Today we are sending another £1000, all thanks to your donations. This food is the difference between life and death, it is also expressing love to people who are feeling forgotten and unloved. If anyone would like to make a donation you can go to http://www.pottersheart.org
Blessings to you all
Many people are doing just that, giving when it hurts to give, when you are not sure of your own future and income levels, but still giving. I believe that huge blessing comes with this sacrificial giving, it’s easy to give when it doesn’t hurt, doesn’t really impact our lives. As Christians many of us grow up giving, as children we are taught to put coins in the collection, we buy a poppy on remembrance day, text money to Children in Need, and so much more…….. and yet if we look back we rarely give until it hurts. We rationalise this by saying we are being responsible, good stewards of our money…….. I believe this time of isolation is a great time to reflect on this. We have so much stuff, so many dreams that are about ‘want’ not need, if we could strip just half of that away our disposable income could grow enormously!

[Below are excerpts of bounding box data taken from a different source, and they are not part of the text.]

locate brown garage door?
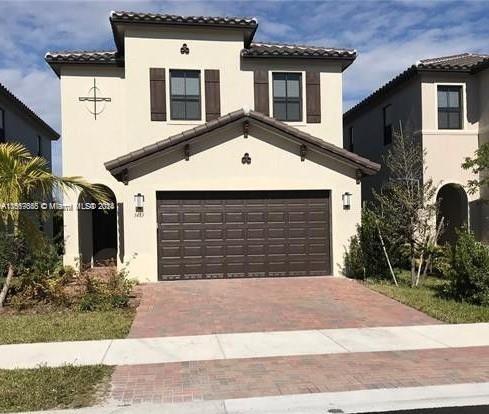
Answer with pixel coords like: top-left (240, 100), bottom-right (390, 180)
top-left (157, 191), bottom-right (331, 280)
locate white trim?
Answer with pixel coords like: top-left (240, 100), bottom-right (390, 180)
top-left (434, 82), bottom-right (468, 133)
top-left (165, 66), bottom-right (205, 122)
top-left (268, 70), bottom-right (307, 123)
top-left (415, 129), bottom-right (479, 136)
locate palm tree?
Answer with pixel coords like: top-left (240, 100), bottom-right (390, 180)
top-left (0, 142), bottom-right (108, 309)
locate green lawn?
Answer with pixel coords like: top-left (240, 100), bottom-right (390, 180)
top-left (366, 274), bottom-right (489, 323)
top-left (0, 365), bottom-right (112, 413)
top-left (0, 309), bottom-right (135, 344)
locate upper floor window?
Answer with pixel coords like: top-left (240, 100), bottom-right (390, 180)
top-left (347, 127), bottom-right (353, 152)
top-left (37, 135), bottom-right (42, 157)
top-left (273, 73), bottom-right (302, 121)
top-left (382, 105), bottom-right (392, 145)
top-left (438, 85), bottom-right (462, 129)
top-left (0, 108), bottom-right (5, 142)
top-left (170, 70), bottom-right (201, 120)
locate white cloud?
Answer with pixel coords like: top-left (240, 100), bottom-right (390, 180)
top-left (0, 0), bottom-right (489, 173)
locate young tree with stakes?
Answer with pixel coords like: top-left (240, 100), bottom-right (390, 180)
top-left (374, 124), bottom-right (438, 287)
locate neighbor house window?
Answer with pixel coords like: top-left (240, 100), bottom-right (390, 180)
top-left (37, 135), bottom-right (42, 157)
top-left (438, 86), bottom-right (462, 129)
top-left (170, 70), bottom-right (201, 120)
top-left (347, 127), bottom-right (353, 152)
top-left (273, 73), bottom-right (302, 121)
top-left (382, 105), bottom-right (392, 145)
top-left (0, 108), bottom-right (5, 142)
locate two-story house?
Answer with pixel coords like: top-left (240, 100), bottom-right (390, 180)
top-left (46, 12), bottom-right (379, 281)
top-left (343, 53), bottom-right (489, 242)
top-left (0, 83), bottom-right (59, 236)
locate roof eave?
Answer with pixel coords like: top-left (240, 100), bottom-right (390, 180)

Isaiah 43v18-19 Forget the former things; do not dwell on the past. See, I am doing a new thing! Now it springs up: do you not perceive it? I am making a way in the desert and streams in the wasteland.
In these strange times there are so many worthy causes vying for your attention, so many people both at home and across the globe in desperate need of help. So my thank you to all of you that have given to the desperately poor villages in rural Kenya, is heart felt. It is easy for me to feel the heart break, I have been there and know many of the families, you are giving on a secondhand word…….. please give yourselves a big clap!!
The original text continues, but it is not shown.